Im Rahmen der Bildung für Nachhaltige Entwicklung (BnE) knüpfen wir an den Wissens- und Erfahrungsstand unserer Besucherinnen und Besucher an und verbinden dies mit dem, was wir draußen vorfinden oder auch warum wir es nicht mehr vorfinden können. Alltägliche Gewohnheiten haben manchmal sichtbare Folgen in der Landschaft und können sich auf die heimische Pflanzen- und Tierwelt auswirken. Mit einer Vor- und / oder Nachbesprechung können Sie dies mit der Gruppe vertiefen. 

Bezug zum Unterricht

Unser seit Jahren bewährtes Programm entspricht in vieler Hinsicht den Bildungsplänen. Das von Ihnen beantragte Thema für den Ökomobilbesuch kann im Unterricht vor- und nachbereitet werden. Beispielsweise wurden im Werkunterricht Blumenpressen gebaut oder Powerpoint-Dokumentationen über den erlebnisreichen Tag auf der Schulhomepage ins Internet gestellt. Möglichkeiten gibt es hier viele. Wenn Sie den Ökomobilbesuch gut vorbereiten (siehe Checkliste) ist bereits ganz Wesentliches für das Gelingen einer Veranstaltung geschehen. Auch die Standortwahl spielt dabei eine sehr große Rolle. Um Natur erleben zu können, sind Schulhöfe in der Regel nicht geeignet.

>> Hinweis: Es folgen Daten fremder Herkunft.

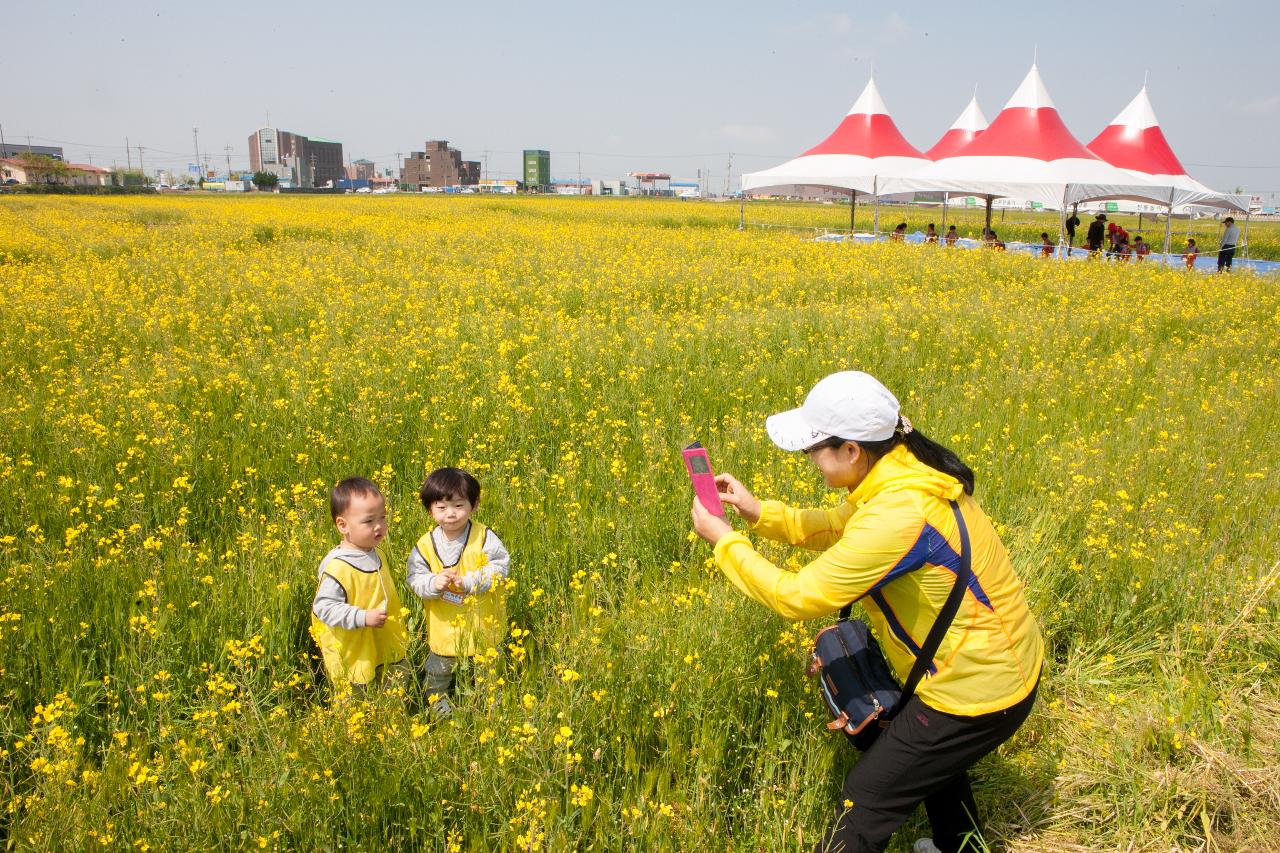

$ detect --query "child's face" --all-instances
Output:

Wichtig sind uns die eigenen Erlebnisse und Aktionen. Die selbstgefundenen Kleinlebewesen sind stets besonders interessant. Und wenn bei der Abschlussbesprechung von den Teilnehmenden die selbst bestimmten Arten auf der großflächigen Videoübertragung vorgestellt werden, bleiben diese in besonders guter Erinnerung.

Seit Jahren geben wir im Rahmen von Fortbildungsveranstaltungen für Erzieher(innen) und Lehrkräfte unsere Erfahrungen und Methoden weiter. Dies wird gerne und zunehmend nachgefragt.
Durch den Einsatz des Ökomobils in der Natur vor Ort, d.h. in der eigenen Heimat, tragen wir dazu bei, dass ein Verantwortungsgefühl für die Pflanzen und Tiere unserer Landschaft entstehen kann. Dies wird unterstützt durch gemeinsame Pflegeeinsätze in geschützten Biotopen. Bestehende Naturschutzgebiete oder neu auszuweisende europäische FFH-Schutzgebiete bedürfen der besonderen Information und des besonderen Schutzes. Gerne vermitteln wir diese Zusammenhänge.